This symposium highlighted the enormous importance of considering the unique issues associated with ageing with HIV, and how we may go about addressing them to ensure the ageing population can be best supported to live a full life. We need to aim for the 4th 90: good health.
The most persuasive reasons for considering this issue is the extent of the need and the number of people involved – I was shocked to realise that in high income countries 31% of people living with HIV (PLHIV) are over 50.
The specific challenges to ageing with HIV identified included survivor guilt, isolation, depression, stigma and discrimination, access other to services, decreased functional capacity as well as HIV and age related comorbidities. Non AIDS related events like cardiovascular disease, metabolic disorders, liver or renal disease etc are more common in PLHIV, even considering age and other risk factors, and number of comorbidities increase with age. This also creates an additional pill burden for many ageing PLHIV. Cultural factors are also of consideration – in countries like Sinapore where the elderly are most commonly cared for by their children, there may be a large cohort of MSM who will not have family or financial support for their care as they age. Stigma can impact preparation for death and funerals – families may ask for status not to be placed on the death certificate.

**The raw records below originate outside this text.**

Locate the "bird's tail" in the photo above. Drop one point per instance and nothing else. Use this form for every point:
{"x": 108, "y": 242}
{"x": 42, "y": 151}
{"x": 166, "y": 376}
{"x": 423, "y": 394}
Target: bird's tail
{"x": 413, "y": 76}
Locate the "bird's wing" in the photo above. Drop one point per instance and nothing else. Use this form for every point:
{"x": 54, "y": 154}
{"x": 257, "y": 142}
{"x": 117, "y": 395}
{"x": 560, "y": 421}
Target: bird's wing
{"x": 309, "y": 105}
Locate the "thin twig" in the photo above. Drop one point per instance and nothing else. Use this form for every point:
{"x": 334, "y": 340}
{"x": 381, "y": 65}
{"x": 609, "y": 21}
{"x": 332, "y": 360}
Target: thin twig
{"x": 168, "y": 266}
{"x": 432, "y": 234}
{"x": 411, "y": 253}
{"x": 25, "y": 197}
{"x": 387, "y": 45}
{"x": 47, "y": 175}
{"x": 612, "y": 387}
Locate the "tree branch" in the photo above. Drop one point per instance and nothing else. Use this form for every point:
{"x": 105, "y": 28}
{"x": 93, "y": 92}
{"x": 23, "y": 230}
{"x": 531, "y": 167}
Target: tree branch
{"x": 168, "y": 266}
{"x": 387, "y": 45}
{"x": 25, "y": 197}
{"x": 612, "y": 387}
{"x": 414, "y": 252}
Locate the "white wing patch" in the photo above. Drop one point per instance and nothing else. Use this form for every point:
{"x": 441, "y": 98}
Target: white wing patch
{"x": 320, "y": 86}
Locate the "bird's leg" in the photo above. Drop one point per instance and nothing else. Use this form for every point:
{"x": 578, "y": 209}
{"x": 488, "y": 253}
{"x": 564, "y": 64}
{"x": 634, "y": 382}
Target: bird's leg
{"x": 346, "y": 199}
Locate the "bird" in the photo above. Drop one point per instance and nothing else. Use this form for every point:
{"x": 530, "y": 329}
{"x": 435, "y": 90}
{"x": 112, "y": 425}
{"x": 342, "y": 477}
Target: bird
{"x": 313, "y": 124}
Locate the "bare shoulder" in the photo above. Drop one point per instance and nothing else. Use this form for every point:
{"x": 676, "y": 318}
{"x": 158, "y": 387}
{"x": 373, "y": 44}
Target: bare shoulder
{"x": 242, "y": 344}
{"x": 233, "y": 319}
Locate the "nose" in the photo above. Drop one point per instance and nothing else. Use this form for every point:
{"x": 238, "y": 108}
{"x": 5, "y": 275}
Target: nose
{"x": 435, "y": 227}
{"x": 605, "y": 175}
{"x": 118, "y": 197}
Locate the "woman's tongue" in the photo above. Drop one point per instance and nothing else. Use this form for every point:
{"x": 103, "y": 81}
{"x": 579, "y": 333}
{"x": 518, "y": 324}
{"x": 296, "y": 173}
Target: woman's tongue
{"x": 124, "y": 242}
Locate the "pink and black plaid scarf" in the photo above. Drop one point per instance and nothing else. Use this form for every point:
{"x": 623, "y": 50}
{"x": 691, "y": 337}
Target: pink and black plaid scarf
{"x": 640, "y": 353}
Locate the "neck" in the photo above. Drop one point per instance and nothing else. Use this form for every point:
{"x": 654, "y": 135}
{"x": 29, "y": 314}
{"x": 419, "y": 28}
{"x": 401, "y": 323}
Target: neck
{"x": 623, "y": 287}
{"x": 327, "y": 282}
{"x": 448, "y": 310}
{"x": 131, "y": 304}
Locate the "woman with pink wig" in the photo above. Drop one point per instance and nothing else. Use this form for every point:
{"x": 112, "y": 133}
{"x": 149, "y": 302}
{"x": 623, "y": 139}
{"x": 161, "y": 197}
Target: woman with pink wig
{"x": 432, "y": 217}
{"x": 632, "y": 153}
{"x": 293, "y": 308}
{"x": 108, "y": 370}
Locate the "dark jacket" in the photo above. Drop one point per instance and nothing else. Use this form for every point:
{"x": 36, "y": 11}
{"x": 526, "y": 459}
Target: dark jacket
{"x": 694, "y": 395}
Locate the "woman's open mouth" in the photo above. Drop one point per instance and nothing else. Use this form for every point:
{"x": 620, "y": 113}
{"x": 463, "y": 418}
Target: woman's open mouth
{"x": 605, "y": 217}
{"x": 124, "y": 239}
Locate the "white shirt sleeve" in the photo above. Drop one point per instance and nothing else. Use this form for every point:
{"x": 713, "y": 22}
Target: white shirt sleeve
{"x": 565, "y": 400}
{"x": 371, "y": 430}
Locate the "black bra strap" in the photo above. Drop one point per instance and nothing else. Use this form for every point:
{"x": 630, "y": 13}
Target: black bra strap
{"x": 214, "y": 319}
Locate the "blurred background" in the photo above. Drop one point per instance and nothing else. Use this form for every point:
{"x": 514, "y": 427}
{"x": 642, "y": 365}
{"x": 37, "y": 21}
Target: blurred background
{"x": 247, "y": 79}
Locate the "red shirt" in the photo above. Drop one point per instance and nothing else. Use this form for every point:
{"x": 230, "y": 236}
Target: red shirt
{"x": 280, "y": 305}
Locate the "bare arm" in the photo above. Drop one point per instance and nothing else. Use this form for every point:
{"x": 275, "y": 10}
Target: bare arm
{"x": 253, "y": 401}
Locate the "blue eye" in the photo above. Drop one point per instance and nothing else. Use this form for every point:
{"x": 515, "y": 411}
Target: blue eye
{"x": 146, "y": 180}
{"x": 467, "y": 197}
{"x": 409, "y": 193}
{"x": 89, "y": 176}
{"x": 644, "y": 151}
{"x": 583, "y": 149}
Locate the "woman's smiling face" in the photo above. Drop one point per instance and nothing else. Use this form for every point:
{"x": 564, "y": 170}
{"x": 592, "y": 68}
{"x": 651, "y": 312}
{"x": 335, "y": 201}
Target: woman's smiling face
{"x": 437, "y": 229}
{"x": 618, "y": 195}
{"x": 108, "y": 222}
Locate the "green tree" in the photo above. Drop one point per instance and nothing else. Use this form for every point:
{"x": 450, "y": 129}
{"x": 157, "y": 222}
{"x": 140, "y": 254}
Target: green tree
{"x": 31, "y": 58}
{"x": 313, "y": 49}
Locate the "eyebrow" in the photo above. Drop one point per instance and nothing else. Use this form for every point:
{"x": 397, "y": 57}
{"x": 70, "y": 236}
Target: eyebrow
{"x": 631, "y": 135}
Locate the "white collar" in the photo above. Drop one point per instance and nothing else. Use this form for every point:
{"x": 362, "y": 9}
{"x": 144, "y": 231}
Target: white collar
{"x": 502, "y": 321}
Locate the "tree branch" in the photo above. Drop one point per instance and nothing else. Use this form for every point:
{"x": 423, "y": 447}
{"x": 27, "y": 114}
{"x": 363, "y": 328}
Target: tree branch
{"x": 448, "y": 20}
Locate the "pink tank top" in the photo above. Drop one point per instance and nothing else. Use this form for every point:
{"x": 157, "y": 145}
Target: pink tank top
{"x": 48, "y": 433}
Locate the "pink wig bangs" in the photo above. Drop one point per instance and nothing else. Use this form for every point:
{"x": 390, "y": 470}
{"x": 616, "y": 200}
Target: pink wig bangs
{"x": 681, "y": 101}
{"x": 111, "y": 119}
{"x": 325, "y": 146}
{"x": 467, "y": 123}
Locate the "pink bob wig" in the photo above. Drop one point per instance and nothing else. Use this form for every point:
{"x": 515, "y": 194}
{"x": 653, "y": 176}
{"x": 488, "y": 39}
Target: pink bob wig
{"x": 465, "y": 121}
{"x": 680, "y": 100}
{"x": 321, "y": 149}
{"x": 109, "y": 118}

All speakers discussed various models of care and service delivery, and seem to be on the same page as to thinking about the ageing population living with HIV and how the they can be best supported to Iive a full life. They all in different ways indicated the key is to teach and to collaborate, maintaining links with the main provider and a partnership with the person – important to listen to individual needs and empower older adults living with HIV to engage with their own care.
Education and Training was named as an essential factor to allow this to happen – GPs, geriatricians, nursing home and aged care staff, social workers, community workers to have education, s100 prescribers to be trained.
The ASHM presentation proposed a set of services and information of PLHIV aged 50 and over, which incorporated
- risks (cardiovascular diseases, frailty, depression, smoking)
- age appropriate HIV services (ARTs, HIV prevention and harm reduction, gender responsive sexual health care)
- other general services (dietry counselling and support, nutrition assessment, smoking cessation, exercise promotion, blood pressure monitoring, cholesterol management, mental health care, palliative care, and
- the need for further research on ageing with HIV, improved epi data on HIV in people over 50 and improved understanding of HIV incidence among people over 50
The population of people living with HIV is ageing. We as clinicians and services must be better prepared to meet their needs in order to reach that 4th 90.